To preserve something then is to hold something in place, in a sense. It is to at least temporarily slow its dispersion into ambient energy, which takes energy extracted from one's surroundings, subtracted as it were, to add to the preserved body in question. As something becomes preserved, it becomes an obstruction, around which life flows on. Which is just fine. One looks over the living landscape, and one finds matter in various states of flow, of transitions, of stable, preserved states and dispersing, breaking-apart states.
The tendency, at least for this closed solar system, is for concentrated energy to flow and disperse outward. The question arises as to where the concentrated energy comes from in the first place, and there are plenty of theories attempting to answer that question.

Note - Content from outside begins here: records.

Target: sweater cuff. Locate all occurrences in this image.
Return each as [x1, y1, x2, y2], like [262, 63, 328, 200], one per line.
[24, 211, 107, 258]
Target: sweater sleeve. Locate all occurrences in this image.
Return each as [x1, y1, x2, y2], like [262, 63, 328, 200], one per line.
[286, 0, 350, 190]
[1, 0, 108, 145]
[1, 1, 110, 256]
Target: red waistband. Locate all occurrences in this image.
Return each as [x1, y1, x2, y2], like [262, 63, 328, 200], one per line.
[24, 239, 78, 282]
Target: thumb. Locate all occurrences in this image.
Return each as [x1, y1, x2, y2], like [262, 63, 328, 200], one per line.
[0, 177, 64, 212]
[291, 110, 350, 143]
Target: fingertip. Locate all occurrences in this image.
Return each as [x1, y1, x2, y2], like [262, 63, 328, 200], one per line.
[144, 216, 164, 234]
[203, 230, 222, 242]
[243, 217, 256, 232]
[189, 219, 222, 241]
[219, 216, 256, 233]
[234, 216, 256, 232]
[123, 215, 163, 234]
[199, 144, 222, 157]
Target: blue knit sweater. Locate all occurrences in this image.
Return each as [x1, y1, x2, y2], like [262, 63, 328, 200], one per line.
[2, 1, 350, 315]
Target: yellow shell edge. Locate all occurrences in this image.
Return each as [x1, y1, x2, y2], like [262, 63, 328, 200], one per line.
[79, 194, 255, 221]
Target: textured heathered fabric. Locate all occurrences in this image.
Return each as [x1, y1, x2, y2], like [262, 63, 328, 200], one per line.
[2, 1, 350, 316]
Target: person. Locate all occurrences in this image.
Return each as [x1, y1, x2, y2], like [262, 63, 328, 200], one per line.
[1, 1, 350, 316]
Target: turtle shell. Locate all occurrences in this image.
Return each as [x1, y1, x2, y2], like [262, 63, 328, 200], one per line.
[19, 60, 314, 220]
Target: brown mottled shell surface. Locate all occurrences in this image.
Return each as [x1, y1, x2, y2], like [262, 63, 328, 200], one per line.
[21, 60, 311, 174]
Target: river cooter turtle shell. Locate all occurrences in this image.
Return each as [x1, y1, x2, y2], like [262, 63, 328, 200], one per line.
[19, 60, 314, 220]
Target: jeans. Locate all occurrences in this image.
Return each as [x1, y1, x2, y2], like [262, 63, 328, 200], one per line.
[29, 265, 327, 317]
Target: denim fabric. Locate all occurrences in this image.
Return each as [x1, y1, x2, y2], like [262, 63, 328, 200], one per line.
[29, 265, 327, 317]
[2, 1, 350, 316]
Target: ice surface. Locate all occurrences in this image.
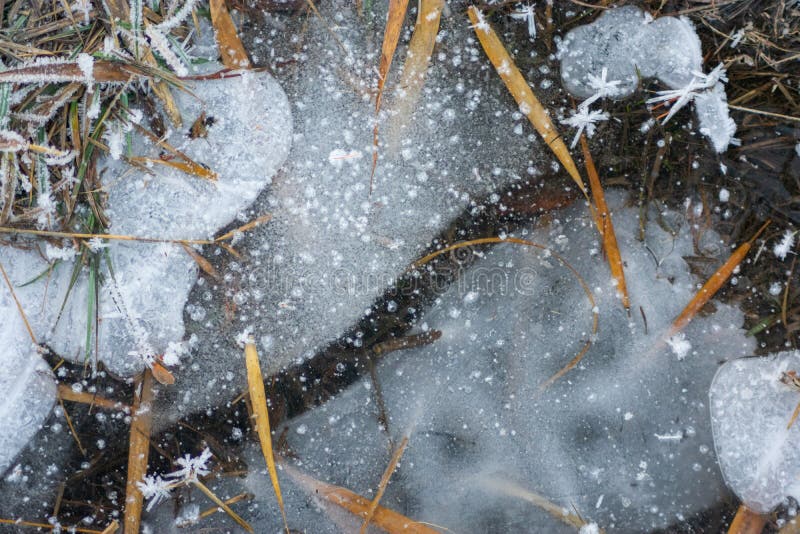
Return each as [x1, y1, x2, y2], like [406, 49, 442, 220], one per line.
[558, 6, 736, 153]
[709, 351, 800, 513]
[0, 282, 56, 475]
[145, 192, 755, 531]
[176, 0, 556, 405]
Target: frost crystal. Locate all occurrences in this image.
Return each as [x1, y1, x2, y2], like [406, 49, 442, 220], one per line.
[166, 448, 213, 482]
[582, 67, 622, 107]
[470, 9, 490, 34]
[560, 107, 609, 149]
[667, 332, 692, 360]
[510, 4, 537, 39]
[137, 475, 173, 511]
[774, 230, 797, 261]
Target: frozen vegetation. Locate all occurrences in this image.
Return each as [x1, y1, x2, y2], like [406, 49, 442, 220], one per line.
[558, 6, 737, 153]
[0, 0, 791, 530]
[710, 351, 800, 514]
[168, 0, 558, 419]
[141, 192, 755, 532]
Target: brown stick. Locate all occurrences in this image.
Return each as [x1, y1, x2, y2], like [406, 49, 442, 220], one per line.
[123, 370, 155, 534]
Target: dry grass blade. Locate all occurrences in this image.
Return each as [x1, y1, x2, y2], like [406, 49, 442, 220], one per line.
[728, 504, 766, 534]
[371, 0, 411, 193]
[181, 243, 221, 281]
[195, 493, 253, 522]
[414, 237, 598, 390]
[282, 463, 442, 534]
[580, 135, 630, 311]
[787, 400, 800, 430]
[360, 435, 410, 533]
[0, 258, 37, 344]
[669, 220, 771, 336]
[59, 397, 87, 456]
[191, 479, 254, 533]
[0, 61, 136, 84]
[214, 214, 272, 242]
[482, 477, 600, 531]
[244, 338, 290, 533]
[123, 369, 154, 534]
[57, 384, 129, 411]
[210, 0, 252, 69]
[0, 226, 217, 246]
[385, 0, 445, 154]
[129, 156, 219, 181]
[467, 6, 587, 200]
[0, 517, 112, 533]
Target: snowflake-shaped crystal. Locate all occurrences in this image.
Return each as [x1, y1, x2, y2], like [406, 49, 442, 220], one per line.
[510, 4, 536, 39]
[166, 448, 213, 482]
[560, 107, 609, 149]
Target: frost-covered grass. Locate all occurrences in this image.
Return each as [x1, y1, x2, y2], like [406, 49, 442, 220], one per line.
[0, 0, 798, 532]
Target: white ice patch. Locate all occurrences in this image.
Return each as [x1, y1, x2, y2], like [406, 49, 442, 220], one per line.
[558, 6, 736, 152]
[710, 351, 800, 513]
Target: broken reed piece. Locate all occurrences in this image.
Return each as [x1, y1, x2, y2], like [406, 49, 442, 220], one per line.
[371, 0, 411, 193]
[384, 0, 445, 154]
[580, 134, 630, 311]
[669, 220, 771, 336]
[57, 384, 129, 411]
[282, 462, 441, 534]
[467, 6, 589, 203]
[210, 0, 252, 69]
[123, 369, 154, 534]
[360, 435, 410, 533]
[244, 338, 290, 533]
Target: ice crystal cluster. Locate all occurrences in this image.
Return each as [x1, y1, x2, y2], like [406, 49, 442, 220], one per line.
[558, 6, 737, 152]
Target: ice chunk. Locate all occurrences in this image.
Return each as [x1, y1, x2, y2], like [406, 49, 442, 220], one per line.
[0, 271, 57, 474]
[558, 6, 736, 152]
[709, 351, 800, 513]
[2, 69, 293, 378]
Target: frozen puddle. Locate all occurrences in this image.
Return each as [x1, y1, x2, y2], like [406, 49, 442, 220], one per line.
[144, 192, 755, 532]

One way to consider it is in the form of memory. As energy concentrates, there are excited particles which transfer their "excitement," which tends to decay as it bleeds into space, but which also retains memory. Memory in this sense could be understood in the negative, for a transgression, or a concentration of energy that forces itself past the tensile forces of thermodynamic equilibrium, creates as a complement a region of energetic lack, with its own varying gradients of concentration, which sits at the ready to accept an incoming flood of energy at the closest opportunity. Nature abhors a vacuum and all that.
And so every transgression is repaid in some form, and everything that is preserved must eventually dissolve, that the more preserved something is, the higher potentials for its dissolution climb, so that something that seems as if should last forever grows ever more brittle with time, and inches ever closer to the brink of rapid dissolution.
More esoteric writing; a bit simplistic perhaps. But worth sketching out for later I think.